Joseph Cahoon, director of the Folsom Institute for Real Estate at SMU, said it's no surprise that the slowdown in office and industrial leasing and investment sales has rippled across the real estate services industry.
"Faced with negative leverage, it's hard to make deals pencil today," Cahoon said in an interview. "The biggest thing driving the uncertainty in the market is the lack of clarity in terms of what the Fed is going to do."
The Federal Reserve just approved a record fourth straight interest rate hike of 0.75 of a percentage point, with even more rate hikes expected as the Fed tries to rein in consumer spending and curb inflation.
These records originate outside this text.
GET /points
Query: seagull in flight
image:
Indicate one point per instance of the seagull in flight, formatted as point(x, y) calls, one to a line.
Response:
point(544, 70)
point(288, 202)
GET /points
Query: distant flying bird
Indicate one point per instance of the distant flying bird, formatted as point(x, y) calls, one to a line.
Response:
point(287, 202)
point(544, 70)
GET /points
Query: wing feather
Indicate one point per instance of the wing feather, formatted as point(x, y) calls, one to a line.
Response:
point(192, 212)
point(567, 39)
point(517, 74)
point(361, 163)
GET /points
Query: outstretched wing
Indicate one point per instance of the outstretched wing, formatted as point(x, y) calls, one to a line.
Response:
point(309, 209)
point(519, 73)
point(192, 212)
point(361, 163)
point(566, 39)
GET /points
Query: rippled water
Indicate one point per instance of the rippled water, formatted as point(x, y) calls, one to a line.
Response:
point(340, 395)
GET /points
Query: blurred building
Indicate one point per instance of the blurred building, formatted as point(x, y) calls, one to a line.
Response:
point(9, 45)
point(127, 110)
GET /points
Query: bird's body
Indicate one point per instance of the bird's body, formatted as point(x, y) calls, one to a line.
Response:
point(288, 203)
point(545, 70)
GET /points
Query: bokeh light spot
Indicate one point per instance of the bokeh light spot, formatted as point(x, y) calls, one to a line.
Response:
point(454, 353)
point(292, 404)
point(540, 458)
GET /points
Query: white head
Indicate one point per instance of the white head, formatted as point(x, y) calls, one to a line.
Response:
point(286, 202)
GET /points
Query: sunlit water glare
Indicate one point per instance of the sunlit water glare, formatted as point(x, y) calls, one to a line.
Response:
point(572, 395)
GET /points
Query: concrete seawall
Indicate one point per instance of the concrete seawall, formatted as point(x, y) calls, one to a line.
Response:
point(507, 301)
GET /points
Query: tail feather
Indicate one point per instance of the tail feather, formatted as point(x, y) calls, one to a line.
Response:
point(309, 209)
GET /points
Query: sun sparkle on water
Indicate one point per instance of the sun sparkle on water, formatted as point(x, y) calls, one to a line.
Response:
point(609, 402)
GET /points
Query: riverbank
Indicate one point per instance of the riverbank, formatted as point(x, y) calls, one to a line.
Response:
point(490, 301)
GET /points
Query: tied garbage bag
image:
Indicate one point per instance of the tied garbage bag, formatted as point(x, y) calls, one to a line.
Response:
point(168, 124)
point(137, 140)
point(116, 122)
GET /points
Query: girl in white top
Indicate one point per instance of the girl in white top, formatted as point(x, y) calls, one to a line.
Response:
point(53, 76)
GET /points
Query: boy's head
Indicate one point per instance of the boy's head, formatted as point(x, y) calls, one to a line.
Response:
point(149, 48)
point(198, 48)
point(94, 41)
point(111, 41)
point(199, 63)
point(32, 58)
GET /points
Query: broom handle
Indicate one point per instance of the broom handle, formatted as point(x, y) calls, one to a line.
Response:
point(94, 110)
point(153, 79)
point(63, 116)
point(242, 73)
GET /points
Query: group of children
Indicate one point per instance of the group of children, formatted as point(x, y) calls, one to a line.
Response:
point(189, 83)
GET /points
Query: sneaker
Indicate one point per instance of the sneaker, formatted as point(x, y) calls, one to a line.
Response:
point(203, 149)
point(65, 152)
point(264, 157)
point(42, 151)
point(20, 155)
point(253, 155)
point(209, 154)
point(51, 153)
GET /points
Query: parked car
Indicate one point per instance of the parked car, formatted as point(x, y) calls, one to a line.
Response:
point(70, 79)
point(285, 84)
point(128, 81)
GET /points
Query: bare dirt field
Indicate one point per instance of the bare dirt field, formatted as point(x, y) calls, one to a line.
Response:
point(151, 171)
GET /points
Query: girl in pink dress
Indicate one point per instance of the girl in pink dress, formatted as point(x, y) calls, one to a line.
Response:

That unprecedented speed in boosting rates has led to what could end up as one of the fastest shifts in some business conditions across the economy, executives said.
Balancing Act
Several brokerage executives said during earnings calls last week that they need to balance spending cuts with the desire to keep investing in organic growth and compensation, training and support for the brokers and other producers that generate the biggest share of the company's revenue.
“We're certainly being rigorous in terms of pulling back on discretionary spending and being really focused on our costs,” JLL Chief Financial Officer Karen Brennan said during the company's Nov. 2 conference call. “But we also are making sure that we have the talent and the people that are meeting with our clients who are asking for advice right now.”
Chicago-based JLL posted a tenfold increase in severance payments and a 20% decline in adjusted earnings in the third quarter, which fell well short of margins projected by Anthony Paolone, an analyst with New York-based JP Morgan. Unlike larger rival CBRE, JLL did not outline specific measures to reduce costs and how it could protect margins in coming quarters, Paolone said in a note to investors.
“It talked about efficiencies, but we find that hard to put that into the context of [JLL's] financials," Paolone said.
SMU's Jacobson said that while real estate firms may no longer be on a hiring spree, they will always make an exception to land top producers.
"In sales, top talent is always being recruited even in a recession," he said.
While Jacobson doesn't believe that the expected recession will be deep or prolonged, he said real estate has been overpriced for some time and is due for a correction.
"It's happening now, and I expect [prices] will slowly dip over the next 12 months," he added.